19 Eylül 2019 Perşembe

Bir KHK’lının 3 yıllık savaşı: Kış boyunca 3 ay balkonda yaşadım

19 Eylül 2019 
KHK’lı Yılmaz Olgun, balkonda yattı, tutuklandı, kendi çıktı eşini aldılar. Parasızlığa, hastalığa, tutsaklığa, toplumsal lince karşı 3 yıllık savaşını anlattı.



KHK ile okulu kapatılınca işsiz kalan, ailece geçim ve barınma sıkıntısı yaşayan İngilizce Öğretmeni Yılmaz Olgun 3 yıldır yaşadıklarını BOLD’a anlattı. Onlarca sorunla boğuşurken, Olgun’a en zor gelen 4 ay önce eşinin tutuklanması olmuş. 4 yaşındaki kızıyla birlikte Gebze Kapalı Kadın Cezaevinde kalan anne Filiz Olgun’un yokluğunu ve bir ailenin yaşadığı baba Yılmaz Olgun’un anlatımlarıyla sunuyoruz:

“İngilizce öğretmeniyim. 10 yıl Türkiye’de öğretmenlik yaptım. En son Elazığ Güzide Hanım Kolejinde görev yapıyordum. Okulum 15 Temmuz’dan sonra KHK ile kapatıldı. Önce işimden oldum, sonrasında çalışma iznim iptal edildi. Acılar üst üste geldi. Önce hamile olan sınıf öğretmeni kız kardeşim Şenay Olgun, daha sonra diğer kız kardeşim Hatice Olgun ve daha sonra erkek kardeşim Yıldıray Olgun, daha sonra da eşim tutuklanıp cezaevine girdi. Bende mide rahatsızlığı başladı. Midemde yaralar oluşmuştu, ancak uzun ve düzenli tedavi sonra düzeldi.

BUZ GİBİ DONDURUCU HAVA

Sonrasında da ailemle birlikte kalabilecek ev bulamadık. Çünkü ne birikimimiz ne de bir yerlerden gelen gelirimiz ne de destek olabilecek maddi güce sahip anne, baba, kayınvalide, kayınpeder vardı. 3 ay bir tarafı açık bir balkonda yattım. Kışa denk gelmişti… Ev küçüktü ve yeterli yer yoktu, eşim ve çocuklarımı içeri bıraktım, ben balkonda uyudum. Aileyi de fazla rahatsız etmek istemediğim için bu yolu tercih ettim. Battaniyeyi hiç hava almayacak şekilde kapatıyor ve buz gibi dondurucu havayı ancak kendi sıcaklığıyla içeriyi ısıtıp öyle sabahlayabiliyordum.

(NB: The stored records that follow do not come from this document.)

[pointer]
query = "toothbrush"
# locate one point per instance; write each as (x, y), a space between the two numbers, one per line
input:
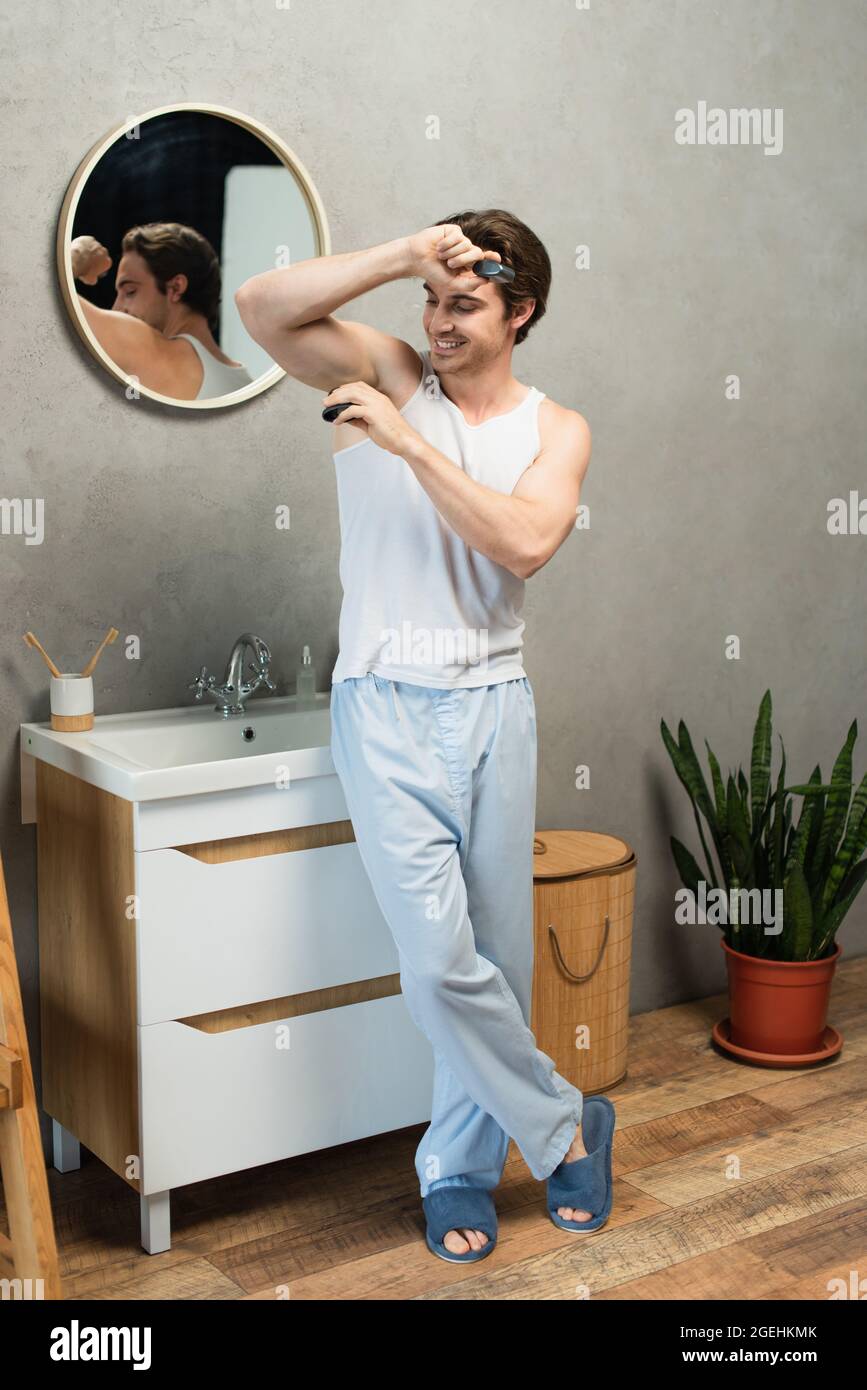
(110, 635)
(34, 641)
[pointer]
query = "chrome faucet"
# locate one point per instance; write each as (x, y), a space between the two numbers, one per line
(234, 690)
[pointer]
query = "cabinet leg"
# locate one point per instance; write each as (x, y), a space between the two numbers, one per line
(67, 1150)
(156, 1222)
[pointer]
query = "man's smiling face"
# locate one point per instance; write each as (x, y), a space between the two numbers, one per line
(466, 324)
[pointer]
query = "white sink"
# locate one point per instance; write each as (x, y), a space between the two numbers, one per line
(179, 752)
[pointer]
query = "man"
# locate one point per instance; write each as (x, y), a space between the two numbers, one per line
(167, 298)
(463, 485)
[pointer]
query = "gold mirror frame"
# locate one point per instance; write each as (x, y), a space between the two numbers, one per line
(64, 228)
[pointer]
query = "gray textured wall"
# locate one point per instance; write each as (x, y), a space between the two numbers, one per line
(707, 513)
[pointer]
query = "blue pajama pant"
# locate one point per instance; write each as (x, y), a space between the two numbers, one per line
(441, 787)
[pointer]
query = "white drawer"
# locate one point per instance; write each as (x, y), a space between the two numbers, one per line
(218, 1102)
(217, 936)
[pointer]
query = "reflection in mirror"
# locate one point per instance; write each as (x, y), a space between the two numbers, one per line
(161, 224)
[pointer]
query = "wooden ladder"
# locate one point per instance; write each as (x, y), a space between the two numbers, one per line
(28, 1254)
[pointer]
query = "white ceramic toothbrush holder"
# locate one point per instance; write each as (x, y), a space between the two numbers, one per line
(71, 702)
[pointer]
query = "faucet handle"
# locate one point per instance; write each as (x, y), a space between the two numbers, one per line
(202, 683)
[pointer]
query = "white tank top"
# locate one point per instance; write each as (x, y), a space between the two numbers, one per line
(217, 378)
(418, 603)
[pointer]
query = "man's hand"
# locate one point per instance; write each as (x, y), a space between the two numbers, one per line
(374, 413)
(91, 260)
(441, 255)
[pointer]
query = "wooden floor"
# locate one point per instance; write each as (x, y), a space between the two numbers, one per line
(346, 1222)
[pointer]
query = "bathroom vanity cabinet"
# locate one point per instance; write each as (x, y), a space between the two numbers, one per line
(218, 984)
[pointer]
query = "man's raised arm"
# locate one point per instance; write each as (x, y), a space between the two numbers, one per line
(289, 313)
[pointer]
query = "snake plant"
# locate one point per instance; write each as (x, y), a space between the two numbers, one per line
(816, 863)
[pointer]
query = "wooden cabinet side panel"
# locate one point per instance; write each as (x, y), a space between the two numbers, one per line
(88, 965)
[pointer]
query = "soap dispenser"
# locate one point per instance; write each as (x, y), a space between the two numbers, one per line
(304, 684)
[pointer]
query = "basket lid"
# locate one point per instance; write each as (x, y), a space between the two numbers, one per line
(560, 854)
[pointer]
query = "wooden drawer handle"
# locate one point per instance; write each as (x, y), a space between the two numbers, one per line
(578, 979)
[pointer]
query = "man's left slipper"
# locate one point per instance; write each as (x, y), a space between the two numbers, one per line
(585, 1184)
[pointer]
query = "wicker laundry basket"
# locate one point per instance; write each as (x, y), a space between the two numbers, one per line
(584, 887)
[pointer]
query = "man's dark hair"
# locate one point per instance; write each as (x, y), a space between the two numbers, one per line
(495, 230)
(172, 249)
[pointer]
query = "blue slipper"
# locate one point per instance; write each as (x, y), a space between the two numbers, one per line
(449, 1208)
(585, 1184)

Daha sonra çatısı akan, buz gibi hava alan değişik aralıklarla 3 akrebin çıktığı bir çatı katı bulduk. Sağdan soldan edindiğimiz kırık çekyatlarda 2 yıl geçirdik. Eşyalarımız yoktu ama çatı katı, balkondan sonra bizim için saray gibiydi. Bu çatı katında zaman zaman çocuklar ateşlendi, yeri geldi hasta oldular, günlerce başlarında sabahladık, geceledik. Yeri geldi biz hastalandık ama hiçbirinde doktora gidemedik.

Filiz-Yılmaz Olgun çifti, çocukları İpek ve Yavuz ile birlikte, Silivri Cezaevi.

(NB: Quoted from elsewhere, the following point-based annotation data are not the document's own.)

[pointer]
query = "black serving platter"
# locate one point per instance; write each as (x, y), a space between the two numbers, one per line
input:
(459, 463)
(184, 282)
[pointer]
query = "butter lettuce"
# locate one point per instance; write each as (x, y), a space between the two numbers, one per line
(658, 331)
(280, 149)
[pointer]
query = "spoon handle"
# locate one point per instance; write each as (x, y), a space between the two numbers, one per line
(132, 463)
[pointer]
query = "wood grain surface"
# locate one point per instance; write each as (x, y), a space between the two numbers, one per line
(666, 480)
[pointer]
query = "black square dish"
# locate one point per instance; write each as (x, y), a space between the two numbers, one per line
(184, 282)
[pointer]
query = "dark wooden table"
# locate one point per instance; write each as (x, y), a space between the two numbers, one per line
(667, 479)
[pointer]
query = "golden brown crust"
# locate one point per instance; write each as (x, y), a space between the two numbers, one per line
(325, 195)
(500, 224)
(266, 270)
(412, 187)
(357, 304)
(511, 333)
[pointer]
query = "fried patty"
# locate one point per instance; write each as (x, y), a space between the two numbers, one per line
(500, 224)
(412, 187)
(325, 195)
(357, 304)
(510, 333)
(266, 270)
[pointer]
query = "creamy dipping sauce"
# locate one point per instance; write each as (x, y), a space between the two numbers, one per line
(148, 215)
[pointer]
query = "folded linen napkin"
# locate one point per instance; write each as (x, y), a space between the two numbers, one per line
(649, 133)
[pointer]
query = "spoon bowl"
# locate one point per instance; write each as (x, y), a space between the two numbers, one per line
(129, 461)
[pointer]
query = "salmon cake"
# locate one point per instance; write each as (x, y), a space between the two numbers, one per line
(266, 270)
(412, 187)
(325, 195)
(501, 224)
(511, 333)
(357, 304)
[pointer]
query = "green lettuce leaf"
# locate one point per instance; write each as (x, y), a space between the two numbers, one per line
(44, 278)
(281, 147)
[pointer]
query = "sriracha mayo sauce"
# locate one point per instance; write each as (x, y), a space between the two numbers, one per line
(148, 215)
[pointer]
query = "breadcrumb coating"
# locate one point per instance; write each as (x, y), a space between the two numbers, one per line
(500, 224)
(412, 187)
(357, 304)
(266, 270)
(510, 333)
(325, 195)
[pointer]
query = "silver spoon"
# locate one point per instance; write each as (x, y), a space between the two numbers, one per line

TUTUKLANDIM, EV SAHİBİ AİLEMİ EVDEN ÇIKARDI

Ailemin geçimini sağlamak için her gün 3 saat yol yaparak asgari bile olmayan ücretlerde çalıştım. Ama bir gün beni de tutukladılar, 7 Mart 2018’de.. Önce Metris Cezaevine, sonra da Silivri’ye gönderdiler. Bunu duyan beraber iftar açtığımız, namaz kıldığımız, kurban kesmesine vesilen olduğum ve Kur’an hediye ettiğimiz ev sahibimiz, eşimi ve çocuklarımı evden çıkardı. Cezaevinde bunları duymak çok ağır geldi. Açık görüşe dört gözle beklediğim çocuklarım da gelmeyince koğuşta kriz geçirdim. Avlunun duvarlarını yumruklamaya başladım, arkadaşlarım zor teselli ettiler.

KISMİ FELÇ İNDİ

Üç ay sonra Silivri Cezaevinden adli kontrol şartıyla serbest bırakıldım, hala daha imza atıyorum. Ramazan ayında çıkmıştım, tekrar yeni bir hayata başlamak için oruçlu halimle, sıcağın ağzında yürüyerek akşama kadar hem iş hem ev arıyordu. Günler sonra günlük 3 saat yol süren bir iş bulmuştum ki aniden sağ kol ve omzuma kısmi ve geçici felç indi. Artık kaşık bile tutamıyor, abdest hiç alamıyordum. Kolumu ve omzumu kımıldatamıyordum. Çünkü çok şiddetli ağrı ve sancı oluyordu, acıdan inliyordum. Cepteki son parayla doktora gittim. Doktor acil ameliyat dedi.

GÜNLERCE İŞ ARADIM

İyileşmek ve acilen iş bulmam gerekiyordu. Ameliyat olamayacaktım tabii ki… 2,5 ay yattım, evden dışarı çıkamadım. Doktorun verdiği ilaçları harfiyen kullandım, yanında şifalı bitkiler ve manevi reçeteler denedim. Rahatsızlığım geçti ama yüzde 5 hasar kalmıştı. Hemen ayaklandım ve kendime bir CV oluşturdum. Yürüyerek sabahtan akşama kadar Gebze’deki tüm kurumları gezdim, kendimi tanıttım ve CV’mi bıraktım. Her gittiğim yerle güzel diyaloglar geliştirdim. Herkes “Hocam sizinle çalışmaktan şeref duyarız” diyor ama sonuç olmuyordu.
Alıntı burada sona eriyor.